In 1853, Robertson moved to Salado with his second wife, Mary Elizabeth Dickey. He began the construction of the family plantation in 1854. The plantation included the main house, slave quarters, and a family cemetery. Mrs. Robertson's mother Sophia Dickey Lynch moved in with the couple, to escape her abusive husband Julius C. Lynch. (This was not the Joseph Penn Lynch to whom Robertson had lost an election in 1840.) Lynch followed her to the Robertson home to demand her return. Robertson defended his mother-in-law and killed Lynch. The jury impaneled for the subsequent trial returned a verdict of justifiable homicide.

===Salado college===
Salado College was begun on land donated by Robertson in 1859 to establish the school.

==Secession Convention and Civil War==
Robertson was a delegate to the Secession Convention in 1861 and signed the Texas Ordinance of Secession. In 1862, Robertson became aide-de-camp to General Henry Eustace McCulloch This was the only position he held during the Civil War, but he donated a large portion of his financial resources to the cause of the Confederacy. On November 18, 1865, Robertson received a full pardon from President Andrew Johnson.
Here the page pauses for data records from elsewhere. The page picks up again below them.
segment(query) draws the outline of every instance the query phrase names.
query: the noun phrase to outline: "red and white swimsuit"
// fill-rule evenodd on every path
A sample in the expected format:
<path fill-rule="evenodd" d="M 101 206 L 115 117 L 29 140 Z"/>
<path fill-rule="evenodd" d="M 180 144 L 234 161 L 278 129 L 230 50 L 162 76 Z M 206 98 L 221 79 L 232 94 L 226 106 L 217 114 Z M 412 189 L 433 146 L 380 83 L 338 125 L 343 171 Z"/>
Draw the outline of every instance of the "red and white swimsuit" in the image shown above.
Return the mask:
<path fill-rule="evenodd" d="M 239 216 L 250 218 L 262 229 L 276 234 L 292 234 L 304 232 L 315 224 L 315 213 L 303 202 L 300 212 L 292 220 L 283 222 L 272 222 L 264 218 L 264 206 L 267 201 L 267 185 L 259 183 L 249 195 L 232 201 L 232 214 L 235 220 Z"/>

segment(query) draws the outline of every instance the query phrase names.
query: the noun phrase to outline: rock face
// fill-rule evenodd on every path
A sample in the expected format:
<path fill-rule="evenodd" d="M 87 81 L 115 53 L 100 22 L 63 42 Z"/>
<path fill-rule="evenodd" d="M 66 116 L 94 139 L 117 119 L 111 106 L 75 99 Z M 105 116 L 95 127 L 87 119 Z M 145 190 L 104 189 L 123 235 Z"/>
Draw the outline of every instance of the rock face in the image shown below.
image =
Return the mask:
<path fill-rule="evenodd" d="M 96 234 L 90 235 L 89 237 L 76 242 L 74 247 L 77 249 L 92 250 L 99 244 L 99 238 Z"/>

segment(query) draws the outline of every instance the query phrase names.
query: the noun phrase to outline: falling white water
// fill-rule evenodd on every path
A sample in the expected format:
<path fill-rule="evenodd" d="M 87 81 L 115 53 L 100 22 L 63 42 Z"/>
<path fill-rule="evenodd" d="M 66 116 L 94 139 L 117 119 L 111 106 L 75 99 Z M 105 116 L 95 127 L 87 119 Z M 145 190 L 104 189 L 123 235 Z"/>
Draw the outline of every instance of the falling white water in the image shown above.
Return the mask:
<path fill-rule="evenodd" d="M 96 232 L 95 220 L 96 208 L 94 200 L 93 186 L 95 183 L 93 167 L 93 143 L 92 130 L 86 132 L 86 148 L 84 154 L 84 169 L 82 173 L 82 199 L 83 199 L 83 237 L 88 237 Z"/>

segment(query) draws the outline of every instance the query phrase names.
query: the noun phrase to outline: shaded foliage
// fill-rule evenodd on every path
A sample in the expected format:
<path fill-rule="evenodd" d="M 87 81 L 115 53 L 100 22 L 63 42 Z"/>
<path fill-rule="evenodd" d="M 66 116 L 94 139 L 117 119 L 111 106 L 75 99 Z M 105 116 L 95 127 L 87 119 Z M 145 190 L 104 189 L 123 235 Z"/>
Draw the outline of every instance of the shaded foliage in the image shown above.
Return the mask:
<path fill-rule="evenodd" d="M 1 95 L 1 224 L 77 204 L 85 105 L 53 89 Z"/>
==Constitutional convention of 1875==
Robertson was elected to the 1875 convention to draft the Texas Constitution

==Personal life==
Robertson married his second cousin Eliza Hamer Robertson on July 29, 1846. She was the daughter of James Randolph Robertson, first cousin to empresario Sterling Clack Robertson. She died on March 25, 1852. On November 8, 1852, he married Mary Elizabeth Dickey. The couple had twelve children. One of their daughters was Eliza S. R. Johnson (1868–1926), known as "Birdie", wife of Texas State Senator Cone Johnson. A suffragist active in women's rights issues, she served on the first board of regents for Texas Woman's University.

Robertson died at Salado on October 8, 1879. Mary Elizabeth died on December 11, 1882. Both are buried in the family cemetery on the plantation.

Late in life, Robertson joined the Methodist Church.

==Legacy==
- Col. Elijah Sterling Clack Robertson Plantation, listed on the National Register of Historic Places listings in Bell County, Texas
- Statue of Robertson by artist Clay H. Dahlberg, Salado College Hill
- He was the great-grandfather of White house aide and journalist Liz Carpenter.